The practice of conservation grazing is not uncommon. It is considered to be a natural, sustainable method to control invasive plants. Usually, sheep or goats are employed for their talents of eating unwanted plants, but cattle can also be used for the task.

“I believe this (using goats for conservation grazing) is a best management practice at this point in time,” Hill said. “The area where we’d like to put the goats is beyond human manual control, either by pulling or cutting.

“The next alternative would be to broadcast spray with herbicide, and although effective, I do not like using herbicide in that type of way. I think it can be an effective tool in a selective, spot treatment way, but I do not like to use it in this broad way.”

Leland Township supervisor Susan Och is cautiously optimistic.

“It’s an experiment,” Och said. “This terrain (at Clay Cliffs Natural Area) is difficult to clear. It’s hard work, and goats like to do it.”

Och, who has worked with livestock in the past, said she is familiar with using ruminants for land management.

“Years ago, you’d use livestock to clear land.
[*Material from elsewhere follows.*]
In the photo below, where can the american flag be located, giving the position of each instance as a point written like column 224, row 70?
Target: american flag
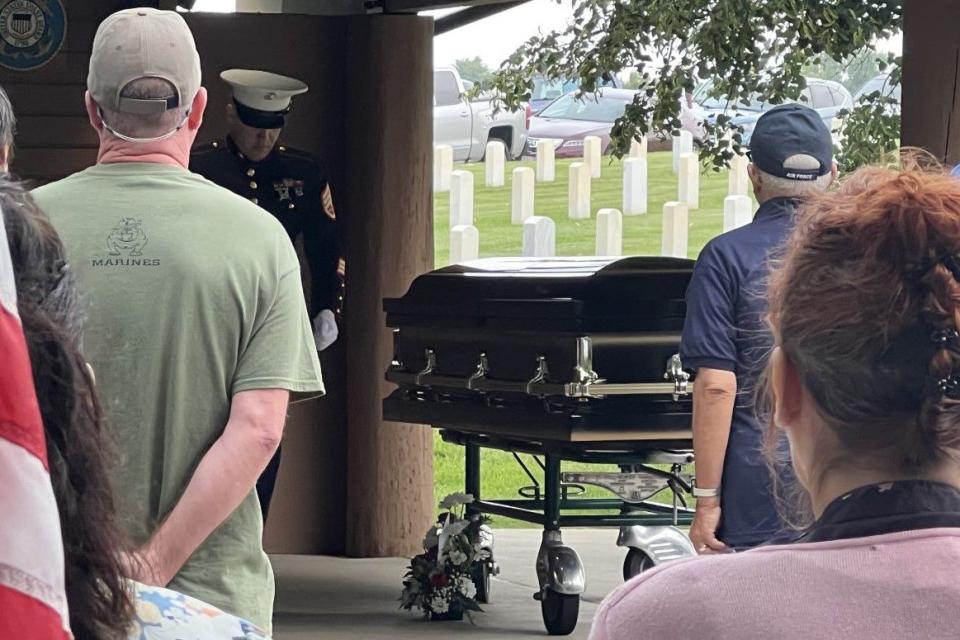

But goats are wily, and I have questions about keeping goats contained,” she said.

More typically, elbow grease, mowers, tillers or herbicides are used to remove invasive species, Hill said. “We just don’t have the manpower of doing what we need to do. There aren’t enough days in the month of May before the plant goes to seed.”
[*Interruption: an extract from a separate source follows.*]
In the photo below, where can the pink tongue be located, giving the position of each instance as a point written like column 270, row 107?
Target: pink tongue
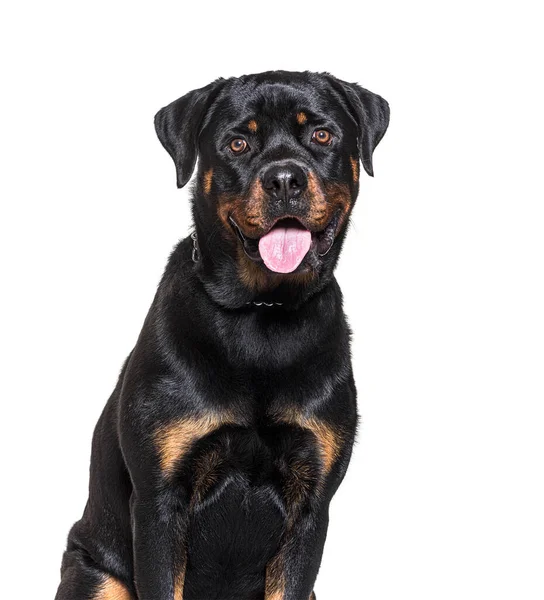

Sleeping Bear Dunes National Lakeshore chief of natural resources Julie Christian said livestock use is outlined in the Lakeshore’s management plan and it would be something the government agency would consider for its land as well, particularly in the Port Oneida district.

“If it proves an effective management, it might be something we would consider,” Christian said. “We are not acting on it at this time, but it’s something we would consider.”

And although conservation grazing isn’t the cheapest method, Hill said she thinks it will be the most effective in the Clay Cliffs situation.

The goats are scheduled to arrive in May before the plants go to seed. This timing ensures seeds passing through a goat’s system would not simply replant garlic mustard in another location.

Upon arrival, the grazers will be contained in an electric fence, monitored, and enjoy eating garlic mustard for breakfast, lunch and dinner.

Assisting up to 30 goats will be 4 sheep.

How long will this process take?

“This is the big question,” Hill said. “From what I have heard, garlic mustard seeds can remain viable anywhere from five to ten years, or possibly longer. If we keep at it, the population size will reduce over time, but we would still need to continue to monitor the sites for many years to come.

“We still need a ton of volunteers to help out. It’s everywhere. One plant is all it takes.”

Hill said the Conservation District is working to establish a “dump site” for invasive plants pulled by anyone. The project would be in partnership with the Invasive Species Network.